Burnley caretaker manager Mike Jackson has told his players to go back to basics in their bid to beat the Premier League drop.
Jackson and his interim coaching team took a point from Sunday’s 1-1 draw at West Ham barely 48 hours after Sean Dyche’s shock sacking, and will be in charge again when Southampton visit Turf Moor on Thursday night.
With little time to prepare for that match, Jackson said he did little to change things tactically and it will be the same again on Thursday as he encourages the players to draw on the approach that has kept the Clarets in the top flight for six years.
“I think you’ve got to draw on those values, definitely,” he said. “It’s just about making little tweaks that you see against different opponents.

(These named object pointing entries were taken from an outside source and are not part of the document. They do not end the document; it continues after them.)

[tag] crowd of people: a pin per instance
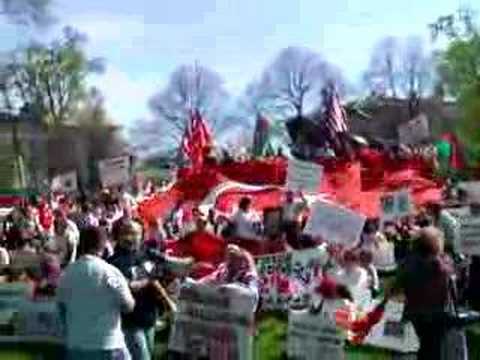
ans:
(107, 268)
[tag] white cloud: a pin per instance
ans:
(126, 96)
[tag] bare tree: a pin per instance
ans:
(382, 74)
(293, 80)
(399, 67)
(190, 87)
(416, 65)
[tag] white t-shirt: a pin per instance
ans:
(293, 211)
(68, 240)
(245, 225)
(94, 294)
(4, 256)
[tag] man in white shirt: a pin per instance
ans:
(91, 296)
(245, 222)
(66, 238)
(292, 212)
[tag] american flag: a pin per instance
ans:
(335, 116)
(196, 139)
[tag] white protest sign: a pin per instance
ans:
(392, 333)
(335, 224)
(40, 319)
(312, 337)
(472, 189)
(214, 324)
(396, 205)
(114, 171)
(65, 182)
(469, 234)
(304, 176)
(414, 131)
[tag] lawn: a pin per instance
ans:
(269, 345)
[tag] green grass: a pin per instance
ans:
(270, 345)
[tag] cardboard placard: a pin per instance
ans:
(285, 275)
(392, 333)
(213, 324)
(312, 337)
(415, 131)
(114, 171)
(335, 224)
(304, 176)
(396, 205)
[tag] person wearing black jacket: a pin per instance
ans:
(138, 326)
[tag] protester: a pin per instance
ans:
(292, 217)
(238, 269)
(91, 297)
(138, 326)
(425, 279)
(66, 238)
(4, 256)
(352, 275)
(366, 261)
(25, 259)
(245, 222)
(88, 218)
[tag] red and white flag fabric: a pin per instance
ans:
(196, 139)
(335, 115)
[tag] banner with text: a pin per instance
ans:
(392, 332)
(304, 176)
(288, 274)
(396, 205)
(469, 234)
(335, 224)
(213, 323)
(66, 183)
(415, 131)
(114, 171)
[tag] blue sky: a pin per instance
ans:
(144, 40)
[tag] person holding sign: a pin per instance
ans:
(238, 271)
(293, 212)
(246, 222)
(425, 280)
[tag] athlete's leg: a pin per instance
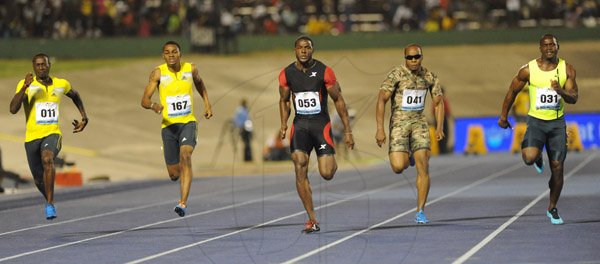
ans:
(185, 163)
(300, 160)
(49, 174)
(423, 182)
(34, 159)
(327, 166)
(556, 182)
(530, 154)
(399, 161)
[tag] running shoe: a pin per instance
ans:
(539, 164)
(311, 226)
(420, 218)
(180, 209)
(411, 160)
(50, 211)
(554, 217)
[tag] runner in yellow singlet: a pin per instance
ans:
(551, 83)
(40, 97)
(174, 80)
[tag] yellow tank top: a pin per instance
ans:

It’s nothing revolutionary. It’s a set of values, a set of principles that a lot of teams use.
“It’s not rocket science. It’s simple things done really well, the basics.”
Burnley’s players were still digesting the news that Dyche’s nine-and-a-half-year reign was over when they kicked off at the London Stadium on Sunday afternoon, but responded well in the first half, leading through Wout Weghorst’s header before Maxwel Cornet missed a penalty.

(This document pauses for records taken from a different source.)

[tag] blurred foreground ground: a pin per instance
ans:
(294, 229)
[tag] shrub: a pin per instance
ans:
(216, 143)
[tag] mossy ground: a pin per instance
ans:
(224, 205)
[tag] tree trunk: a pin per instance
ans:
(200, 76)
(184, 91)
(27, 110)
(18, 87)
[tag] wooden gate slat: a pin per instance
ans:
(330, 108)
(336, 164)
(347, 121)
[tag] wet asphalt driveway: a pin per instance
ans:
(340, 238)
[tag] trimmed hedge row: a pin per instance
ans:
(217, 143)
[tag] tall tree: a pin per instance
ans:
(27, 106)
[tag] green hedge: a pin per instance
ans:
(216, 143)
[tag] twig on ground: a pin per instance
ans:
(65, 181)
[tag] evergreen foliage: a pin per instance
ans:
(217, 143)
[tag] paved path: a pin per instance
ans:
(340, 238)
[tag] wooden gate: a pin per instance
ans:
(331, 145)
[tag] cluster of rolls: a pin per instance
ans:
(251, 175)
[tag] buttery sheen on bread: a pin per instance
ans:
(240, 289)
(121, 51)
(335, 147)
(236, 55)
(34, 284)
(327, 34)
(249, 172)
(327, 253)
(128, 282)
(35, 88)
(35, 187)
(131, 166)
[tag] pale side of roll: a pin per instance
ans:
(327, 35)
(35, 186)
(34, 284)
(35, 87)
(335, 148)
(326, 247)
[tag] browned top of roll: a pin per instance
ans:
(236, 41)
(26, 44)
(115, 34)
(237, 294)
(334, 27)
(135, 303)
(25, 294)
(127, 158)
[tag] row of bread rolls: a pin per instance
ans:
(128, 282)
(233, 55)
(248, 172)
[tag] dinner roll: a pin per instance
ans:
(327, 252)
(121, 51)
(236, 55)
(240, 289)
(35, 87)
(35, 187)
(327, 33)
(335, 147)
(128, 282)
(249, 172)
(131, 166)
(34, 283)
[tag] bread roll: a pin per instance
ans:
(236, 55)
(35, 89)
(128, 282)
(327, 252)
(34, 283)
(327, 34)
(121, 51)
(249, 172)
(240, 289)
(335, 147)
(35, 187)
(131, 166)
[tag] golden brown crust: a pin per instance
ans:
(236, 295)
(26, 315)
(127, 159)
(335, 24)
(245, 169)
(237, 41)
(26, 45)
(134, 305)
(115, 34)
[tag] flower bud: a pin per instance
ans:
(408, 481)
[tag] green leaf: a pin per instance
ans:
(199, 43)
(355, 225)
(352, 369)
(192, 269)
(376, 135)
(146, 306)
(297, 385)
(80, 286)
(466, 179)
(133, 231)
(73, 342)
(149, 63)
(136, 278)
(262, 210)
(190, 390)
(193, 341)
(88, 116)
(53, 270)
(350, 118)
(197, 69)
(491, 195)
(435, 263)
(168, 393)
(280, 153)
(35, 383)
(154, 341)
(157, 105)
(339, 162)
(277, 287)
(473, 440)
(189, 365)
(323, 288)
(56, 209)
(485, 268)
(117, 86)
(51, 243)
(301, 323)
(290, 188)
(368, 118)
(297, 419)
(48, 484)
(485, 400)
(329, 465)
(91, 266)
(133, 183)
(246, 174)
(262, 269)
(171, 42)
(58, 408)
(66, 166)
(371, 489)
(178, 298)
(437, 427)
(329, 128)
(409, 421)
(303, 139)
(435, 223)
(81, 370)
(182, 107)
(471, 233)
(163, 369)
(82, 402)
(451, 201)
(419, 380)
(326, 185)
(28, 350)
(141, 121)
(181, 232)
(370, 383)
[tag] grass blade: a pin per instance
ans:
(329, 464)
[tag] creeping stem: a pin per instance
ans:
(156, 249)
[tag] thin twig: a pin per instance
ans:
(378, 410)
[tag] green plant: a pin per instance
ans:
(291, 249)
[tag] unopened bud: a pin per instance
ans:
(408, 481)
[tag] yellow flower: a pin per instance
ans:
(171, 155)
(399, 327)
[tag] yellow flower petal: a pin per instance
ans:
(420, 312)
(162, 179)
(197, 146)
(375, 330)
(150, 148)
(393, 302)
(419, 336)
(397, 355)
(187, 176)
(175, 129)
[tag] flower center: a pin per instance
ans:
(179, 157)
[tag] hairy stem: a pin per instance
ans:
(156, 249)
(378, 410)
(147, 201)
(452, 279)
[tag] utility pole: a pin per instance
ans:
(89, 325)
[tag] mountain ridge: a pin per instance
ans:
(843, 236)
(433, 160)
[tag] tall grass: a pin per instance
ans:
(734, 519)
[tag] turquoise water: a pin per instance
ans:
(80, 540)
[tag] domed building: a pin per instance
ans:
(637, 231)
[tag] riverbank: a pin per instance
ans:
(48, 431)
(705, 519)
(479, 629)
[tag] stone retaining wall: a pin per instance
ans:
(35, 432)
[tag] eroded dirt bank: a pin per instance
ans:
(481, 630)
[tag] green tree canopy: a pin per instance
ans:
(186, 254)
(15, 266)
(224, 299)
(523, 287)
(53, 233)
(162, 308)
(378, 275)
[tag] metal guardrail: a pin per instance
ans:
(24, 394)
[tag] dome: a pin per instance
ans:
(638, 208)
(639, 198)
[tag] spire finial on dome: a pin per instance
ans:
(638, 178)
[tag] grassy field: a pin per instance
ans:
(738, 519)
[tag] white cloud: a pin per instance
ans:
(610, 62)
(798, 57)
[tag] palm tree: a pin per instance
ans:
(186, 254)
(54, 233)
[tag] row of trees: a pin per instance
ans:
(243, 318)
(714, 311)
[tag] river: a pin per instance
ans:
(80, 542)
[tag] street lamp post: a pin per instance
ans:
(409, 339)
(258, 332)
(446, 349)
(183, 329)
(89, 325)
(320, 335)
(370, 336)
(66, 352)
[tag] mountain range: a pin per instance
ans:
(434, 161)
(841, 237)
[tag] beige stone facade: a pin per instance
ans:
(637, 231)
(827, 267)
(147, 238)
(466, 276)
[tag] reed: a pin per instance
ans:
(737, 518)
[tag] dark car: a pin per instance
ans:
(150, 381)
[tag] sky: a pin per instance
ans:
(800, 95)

But that miss proved crucial and they needed late saves from Nick Pope to earn a point after Tomas Soucek levelled.
“I expected the response,” he said. “I didn’t know how it would affect them when they actually hit the grass because you never know.
“But we started the game really well, we had a good portion of that first half. In terms of moments, there wasn’t that much in it. We had some good chances.”
There was no better chance than Cornet’s penalty miss before the break. The Ivorian, who was brought down by Lukasz Fabianski, took the ball off Jay Rodriguez but after sending the goalkeeper the wrong way with a stuttering run-up, he dragged his spot-kick wide.
It came a week after Cornet missed from close range during the 2-0 defeat to relegation rivals Norwich, but Jackson said the 25-year-old was not letting the incidents get to him.
“He is a positive character,” he said. “I don’t think it really affects him. He just wants to play football, he’s not bothered about everything that goes around it.
“He likes to try and express himself and try to play. He’s not scared of trying things. When you play at the top end of the pitch that’s what you need to do, to try things and express yourself.”
Jackson said he had no news on Burnley’s ongoing managerial search, and did not yet know if he would still be in charge when Wolves visit on Sunday.
The 48-year-old joked he was managing to enjoy the job despite too many hours in the “batcave” analysing video, and has managed to shut out any thoughts about what the future might hold once a permanent successor to Dyche is named.
“I think it just comes through experience over the years,” he said. “That’s what you have to do. Sometimes when you’re younger you try and focus on too many things happening around you.
“As you get older you think about what’s most important thing I need to focus on today and that’s we try and move from day to day.”